How can we analyse and interpret the students’ productions?
This issue is the main challenge and a flimsy point in the current research in mathematics education. The vast majority of studies are validated by reproductions in extenso or much too lengthy quotations of what very few students have told, written or drawn. We are in fact faced with a mass of raw data, whose interpretation is half clinical, half assessment and, in any case, difficult to rebuild or check. It is like a validation by testimony.
One semiotic approach allows describing at least one analysis procedure. It comprises three stages:
(1) The observations being made in the context of a problem; it is essential to begin by making the representational map of the whole representational working field (Figures 1, 6 and 9 above) in which a search for solving can be managed by students.

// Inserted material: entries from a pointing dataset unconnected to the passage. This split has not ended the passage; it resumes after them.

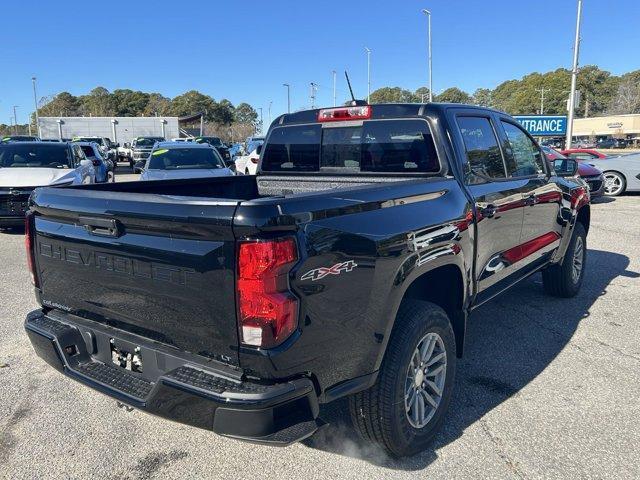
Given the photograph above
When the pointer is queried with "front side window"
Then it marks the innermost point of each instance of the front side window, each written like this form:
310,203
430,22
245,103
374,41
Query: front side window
525,159
483,152
383,146
17,155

This does not depend on what the students have done, but on what is given to them or expected of them.
(2) This working field is a tool for breaking each student’s production into segments or interpretable units according to:
- the passages he/she does or does not move to (i.e. the ways he/she finds or does not find) between the different registers of representation
- the register chosen by the student to perform a treatment So, we obtain two kinds of significant observations.

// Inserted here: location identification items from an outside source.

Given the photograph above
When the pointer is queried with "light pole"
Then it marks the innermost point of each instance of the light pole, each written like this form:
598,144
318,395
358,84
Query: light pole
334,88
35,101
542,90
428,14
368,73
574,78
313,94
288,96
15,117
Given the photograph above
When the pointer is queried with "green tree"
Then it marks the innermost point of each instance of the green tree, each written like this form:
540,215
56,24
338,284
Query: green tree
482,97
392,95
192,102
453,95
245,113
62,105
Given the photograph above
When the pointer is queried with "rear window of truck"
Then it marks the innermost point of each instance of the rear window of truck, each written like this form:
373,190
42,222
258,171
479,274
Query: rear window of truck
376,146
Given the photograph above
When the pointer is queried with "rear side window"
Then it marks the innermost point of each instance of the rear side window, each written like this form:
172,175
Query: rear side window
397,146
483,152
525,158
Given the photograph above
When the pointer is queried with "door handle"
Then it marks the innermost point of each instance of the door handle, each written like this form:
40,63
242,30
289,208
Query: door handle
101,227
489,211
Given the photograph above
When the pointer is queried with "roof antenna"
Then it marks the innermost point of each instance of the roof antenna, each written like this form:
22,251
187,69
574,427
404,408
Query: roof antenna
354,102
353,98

(3) Finally, on this basis, a verifiable comparison can be carried out between the various productions collected. Naturally, this comparison can be correlated with the level of mathematical performances, without being confused with them. And, this comparison can also be extended to productions collected over long periods of lime, in order to observe whether the comprehension evolves in depth or not.
Besides a diagnosis of students’ particular difficulties, this procedure highlights, under the global performance of a group or classroom, the individual disparities of comprehension and preparation for further acquisitions.
Conversion as a method for discriminating meaning
The representation conversion is the most powerful tool that the semiotic approach provides. But this is beyond the scope of this overview. 1 will confine myself to the next question which is a recurring problem for most students and ... teachers! How do we discriminate-or make students discriminate-various kinds of statements that look alike linguistically because they use the same words? For instance, how do we discriminate a proposition from its converse, a word problem from another word problem whose solution is different-as is already the case with additive problems with only one operation-and more generally, a valid reasoning from a non-valid reasoning?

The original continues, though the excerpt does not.